Cemaatin ne kadarı Gülen'e göre seçimlerde tavır belirliyor?
Cemaat artık küçük bir bölge içine yerleşmiş ve hiyerarşik
şekilde örgütlenmiş feodal bir yapı değil. O nedenle bu yüzde 3'ten küçük
kitleyi bile tam olarak kontrol edebilmeleri olanaksız. Talimatlara göre
tercihlerini şekillendirecekler, sadece benim 'Cemaat Profesyonelleri' diye
isimlendirdiğim küçük bir kesim.
Cemaat hile-i şer'riye yapıyor
Toplumun bu olanlara dair algısı ne peki?
Toplum da uzaktan baktığı zaman masum insanların suçlu gibi
gösterilmek istendiğini görüyor. Bu durum da seçmen nezdinde bu operasyonun
temiz bir operasyon olmadığı kanaatini gün geçtikçe pekiştiriyor. Paralel yapı
farkında olmadan AK Parti'nin seçmenle kuduğu bağı güçlendirme noktasında büyük
katkıda bulunuyor. AK Parti'nin oyları bu operasyondan olumsuz olarak hiç
etkilenmedi.
AK Parti son yerel seçimlerde 45 ilde seçimleri kazanmıştı.
Önümüzdeki yerel seçimlerde AK Parti'nin durumu nedir?
AK Parti önümüzdeki seçimlerde, bir önceki seçimden çok daha
iyi durumda olacak gibi duruyor. Bu seçimlerde 45 ili 55'e çıkarması ihtimali
yüksek görünüyor. Balıkesir, Gümüşhane, Antalya, Bartın, Edirne, Isparta,
Karaman, Manisa, Sivas ve Uşak gibi iller AK Parti'de olmamasına rağmen AK
Parti bu illeri alabilir. Bu illerin bazılarında açık ara önde gidiyor.
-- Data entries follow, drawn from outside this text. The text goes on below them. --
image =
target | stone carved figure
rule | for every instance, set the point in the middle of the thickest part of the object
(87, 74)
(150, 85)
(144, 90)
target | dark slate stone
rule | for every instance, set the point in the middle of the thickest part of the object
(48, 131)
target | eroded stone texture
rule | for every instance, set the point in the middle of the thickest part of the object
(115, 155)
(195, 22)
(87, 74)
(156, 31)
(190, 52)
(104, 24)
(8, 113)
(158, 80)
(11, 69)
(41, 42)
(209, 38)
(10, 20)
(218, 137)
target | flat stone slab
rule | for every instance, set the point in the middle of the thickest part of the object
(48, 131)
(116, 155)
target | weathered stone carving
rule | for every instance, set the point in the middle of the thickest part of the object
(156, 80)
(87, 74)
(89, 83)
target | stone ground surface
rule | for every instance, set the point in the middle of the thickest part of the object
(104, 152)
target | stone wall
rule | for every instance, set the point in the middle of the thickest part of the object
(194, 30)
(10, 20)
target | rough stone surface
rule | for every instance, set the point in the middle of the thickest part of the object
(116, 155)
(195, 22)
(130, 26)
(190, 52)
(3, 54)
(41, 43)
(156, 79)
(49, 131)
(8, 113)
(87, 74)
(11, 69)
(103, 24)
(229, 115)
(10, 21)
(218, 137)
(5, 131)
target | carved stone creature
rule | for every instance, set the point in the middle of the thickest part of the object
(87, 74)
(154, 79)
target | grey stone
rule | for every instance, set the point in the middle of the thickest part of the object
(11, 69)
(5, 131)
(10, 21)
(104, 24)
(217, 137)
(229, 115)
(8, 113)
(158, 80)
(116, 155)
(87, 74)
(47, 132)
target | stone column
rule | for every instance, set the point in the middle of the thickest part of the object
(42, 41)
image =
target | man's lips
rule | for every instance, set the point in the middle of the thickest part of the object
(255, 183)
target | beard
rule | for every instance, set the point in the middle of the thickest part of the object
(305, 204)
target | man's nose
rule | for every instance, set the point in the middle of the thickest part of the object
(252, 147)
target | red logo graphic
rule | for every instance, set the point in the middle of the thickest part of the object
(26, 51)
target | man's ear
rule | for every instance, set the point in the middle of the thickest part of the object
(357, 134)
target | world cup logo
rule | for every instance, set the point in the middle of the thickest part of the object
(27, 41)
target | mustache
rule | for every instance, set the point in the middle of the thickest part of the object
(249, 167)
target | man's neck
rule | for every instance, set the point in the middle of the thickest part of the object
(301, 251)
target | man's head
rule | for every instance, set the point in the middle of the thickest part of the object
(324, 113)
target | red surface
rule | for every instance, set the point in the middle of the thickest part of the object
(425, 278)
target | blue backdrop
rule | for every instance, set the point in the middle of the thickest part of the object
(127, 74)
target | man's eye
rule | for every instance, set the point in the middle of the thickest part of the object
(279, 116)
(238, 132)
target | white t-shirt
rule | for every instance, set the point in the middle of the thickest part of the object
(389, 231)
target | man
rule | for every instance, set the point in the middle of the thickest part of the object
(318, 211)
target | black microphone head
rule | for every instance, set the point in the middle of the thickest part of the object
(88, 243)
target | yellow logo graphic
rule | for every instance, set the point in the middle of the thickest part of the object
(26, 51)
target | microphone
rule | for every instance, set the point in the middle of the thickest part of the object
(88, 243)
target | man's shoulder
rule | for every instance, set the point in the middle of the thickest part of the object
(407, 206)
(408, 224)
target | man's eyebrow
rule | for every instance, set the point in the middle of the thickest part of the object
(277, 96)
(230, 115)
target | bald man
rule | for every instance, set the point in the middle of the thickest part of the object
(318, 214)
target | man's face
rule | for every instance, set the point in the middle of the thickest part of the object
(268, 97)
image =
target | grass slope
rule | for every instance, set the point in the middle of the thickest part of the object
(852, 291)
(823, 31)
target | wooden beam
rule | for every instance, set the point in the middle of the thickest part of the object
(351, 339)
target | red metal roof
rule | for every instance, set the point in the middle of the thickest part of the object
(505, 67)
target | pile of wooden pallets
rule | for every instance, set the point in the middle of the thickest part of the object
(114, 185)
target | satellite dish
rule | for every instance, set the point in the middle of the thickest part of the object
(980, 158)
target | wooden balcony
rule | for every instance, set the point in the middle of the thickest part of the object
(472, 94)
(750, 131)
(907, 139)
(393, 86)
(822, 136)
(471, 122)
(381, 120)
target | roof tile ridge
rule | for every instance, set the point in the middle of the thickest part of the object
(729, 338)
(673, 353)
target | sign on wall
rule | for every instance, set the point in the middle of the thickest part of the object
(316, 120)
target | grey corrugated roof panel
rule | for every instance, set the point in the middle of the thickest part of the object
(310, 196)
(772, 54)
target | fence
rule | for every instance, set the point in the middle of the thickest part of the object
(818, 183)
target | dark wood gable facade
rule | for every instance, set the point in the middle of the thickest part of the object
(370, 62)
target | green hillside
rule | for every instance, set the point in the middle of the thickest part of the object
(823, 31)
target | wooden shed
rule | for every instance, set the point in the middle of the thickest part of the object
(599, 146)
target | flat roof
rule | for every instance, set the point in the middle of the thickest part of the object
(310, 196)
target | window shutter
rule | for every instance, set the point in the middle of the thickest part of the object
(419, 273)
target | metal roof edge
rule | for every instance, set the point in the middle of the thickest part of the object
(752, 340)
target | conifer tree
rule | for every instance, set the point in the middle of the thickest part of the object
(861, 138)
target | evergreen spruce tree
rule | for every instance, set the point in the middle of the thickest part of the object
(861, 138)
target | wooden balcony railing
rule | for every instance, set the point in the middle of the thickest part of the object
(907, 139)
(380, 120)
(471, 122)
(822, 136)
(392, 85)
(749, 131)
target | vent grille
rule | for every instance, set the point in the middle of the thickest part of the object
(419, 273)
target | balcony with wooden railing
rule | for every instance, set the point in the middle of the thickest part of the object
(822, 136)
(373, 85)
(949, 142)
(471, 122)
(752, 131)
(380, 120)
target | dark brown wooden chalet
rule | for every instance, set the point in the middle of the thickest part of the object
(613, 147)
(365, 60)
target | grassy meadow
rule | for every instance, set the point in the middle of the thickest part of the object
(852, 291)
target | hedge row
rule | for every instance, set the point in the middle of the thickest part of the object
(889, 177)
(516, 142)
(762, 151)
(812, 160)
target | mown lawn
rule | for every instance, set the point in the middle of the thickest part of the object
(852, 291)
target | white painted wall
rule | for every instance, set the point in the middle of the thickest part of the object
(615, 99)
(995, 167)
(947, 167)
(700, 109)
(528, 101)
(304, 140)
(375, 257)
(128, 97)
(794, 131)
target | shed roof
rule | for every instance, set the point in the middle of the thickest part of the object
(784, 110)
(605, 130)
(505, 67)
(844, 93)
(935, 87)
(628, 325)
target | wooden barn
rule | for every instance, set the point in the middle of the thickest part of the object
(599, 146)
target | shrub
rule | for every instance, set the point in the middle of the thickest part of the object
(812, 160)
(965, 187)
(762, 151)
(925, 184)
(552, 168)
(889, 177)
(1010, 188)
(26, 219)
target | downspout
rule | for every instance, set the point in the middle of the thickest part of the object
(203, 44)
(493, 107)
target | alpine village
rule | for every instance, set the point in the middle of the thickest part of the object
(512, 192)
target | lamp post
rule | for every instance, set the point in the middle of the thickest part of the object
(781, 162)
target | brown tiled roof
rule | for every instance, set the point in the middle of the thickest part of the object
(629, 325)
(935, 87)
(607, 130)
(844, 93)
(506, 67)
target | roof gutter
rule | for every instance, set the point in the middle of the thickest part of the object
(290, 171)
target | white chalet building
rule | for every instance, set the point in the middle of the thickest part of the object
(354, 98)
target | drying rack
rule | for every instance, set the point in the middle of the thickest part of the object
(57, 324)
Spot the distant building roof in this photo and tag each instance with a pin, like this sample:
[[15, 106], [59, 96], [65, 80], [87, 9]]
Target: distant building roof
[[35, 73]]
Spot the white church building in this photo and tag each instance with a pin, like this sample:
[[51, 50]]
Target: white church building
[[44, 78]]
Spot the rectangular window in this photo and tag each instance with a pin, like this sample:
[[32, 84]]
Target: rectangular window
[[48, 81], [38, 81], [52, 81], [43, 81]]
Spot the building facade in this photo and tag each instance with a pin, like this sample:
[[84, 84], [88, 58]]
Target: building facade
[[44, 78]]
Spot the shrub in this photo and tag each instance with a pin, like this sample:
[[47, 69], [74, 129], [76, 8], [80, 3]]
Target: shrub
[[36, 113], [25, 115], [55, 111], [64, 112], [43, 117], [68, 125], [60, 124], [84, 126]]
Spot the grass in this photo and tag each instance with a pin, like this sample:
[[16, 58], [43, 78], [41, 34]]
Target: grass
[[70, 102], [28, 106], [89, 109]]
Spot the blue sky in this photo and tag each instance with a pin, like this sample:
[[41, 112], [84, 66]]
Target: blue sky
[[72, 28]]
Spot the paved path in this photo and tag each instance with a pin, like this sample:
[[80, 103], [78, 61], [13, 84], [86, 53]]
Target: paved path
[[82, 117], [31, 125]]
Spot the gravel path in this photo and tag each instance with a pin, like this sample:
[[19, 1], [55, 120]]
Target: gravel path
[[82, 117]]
Cemaatin, en azından üst yönetiminin CHP ile flört ettiği
görülüyor. Bu durum seçimlere nasıl yansır?
Cemaat içinde hiç kimse açıktan 'CHP'yi destekleyin'
diyemez. Bu yüzden bir hile-i şer'iyye yapıyorlar. 'AK Parti dışındaki güçlü
bir partiye oy verin' şeklinde bir yönlendirmede bulunuyorlar. AK Parti
dışındaki en güçlü parti bazı illerde BDP ve MHP, ama bunun dışındaki yerlerde
genellikle büyük parti CHP. 'CHP'ye oy verin' demeden CHP'ye yönlendiriyorlar.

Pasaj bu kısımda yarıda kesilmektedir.